View source on GitHub |
Sends grpc requests to profiler server to perform on-demand profiling.
tf.profiler.experimental.client.trace(
service_addr, logdir, duration_ms, worker_list='', num_tracing_attempts=3
)
This method will block caller thread until it receives tracing result. This method supports CPU, GPU, and Cloud TPU. This method supports profiling a single host for CPU, GPU, TPU, as well as multiple TPU workers. The profiled results will be saved to your specified TensorBoard log directory (e.g. the directory you save your model checkpoints). Use the TensorBoard profile plugin to view the visualization and analysis results.
Args | |
---|---|
service_addr
|
gRPC address of profiler service e.g. grpc://localhost:6009. |
logdir
|
Path of TensorBoard log directory e.g. /tmp/tb_log. |
duration_ms
|
Duration of tracing or monitoring in ms. |
worker_list
|
Optional. The list of workers that we are about to profile in the current session (TPU only). |
num_tracing_attempts
|
Optional.

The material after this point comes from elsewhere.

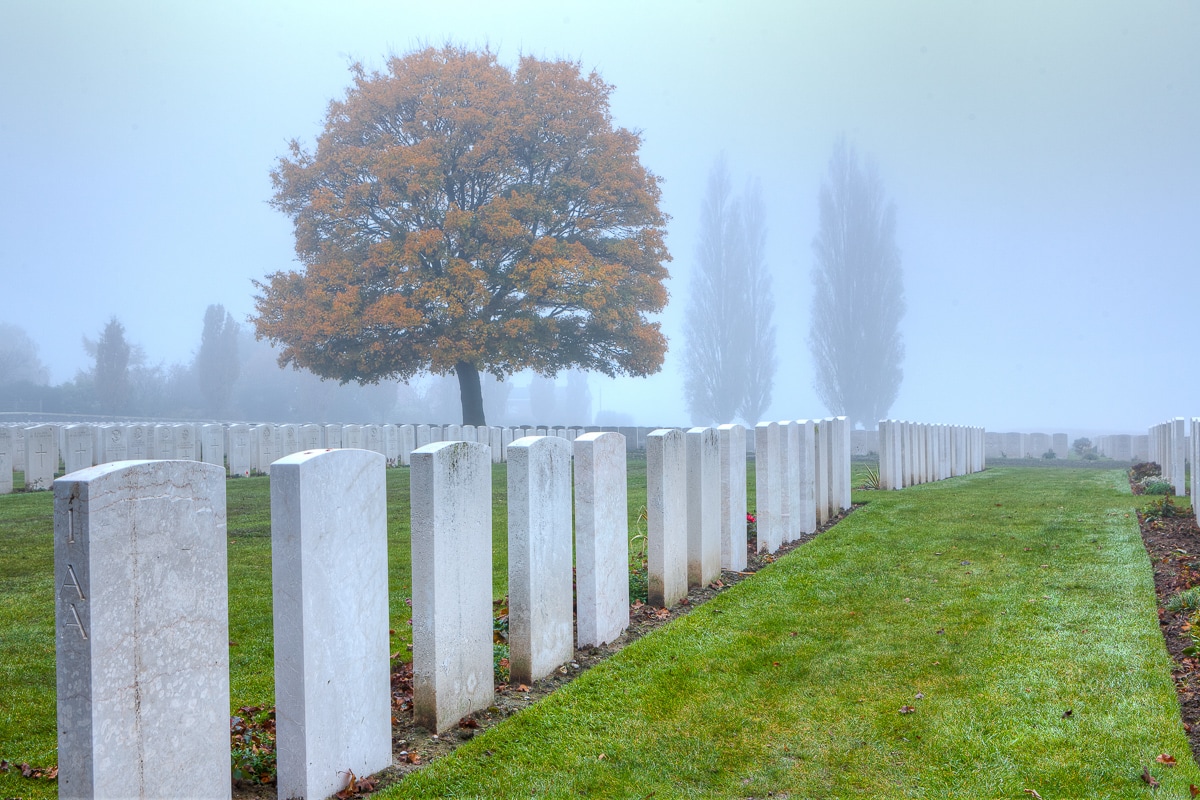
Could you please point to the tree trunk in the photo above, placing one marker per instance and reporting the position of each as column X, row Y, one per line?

Automatically retry N times when no trace event is collected (default 3). |
Raises | |
---|---|
UnavailableError
|
If no trace event is collected. |
Example usage (CPU/GPU):
Start a profiler server before your model runs.
tf.profiler.experimental.server.start(6009)
# your model code.
# Send gRPC request to the profiler server to collect a trace of your model.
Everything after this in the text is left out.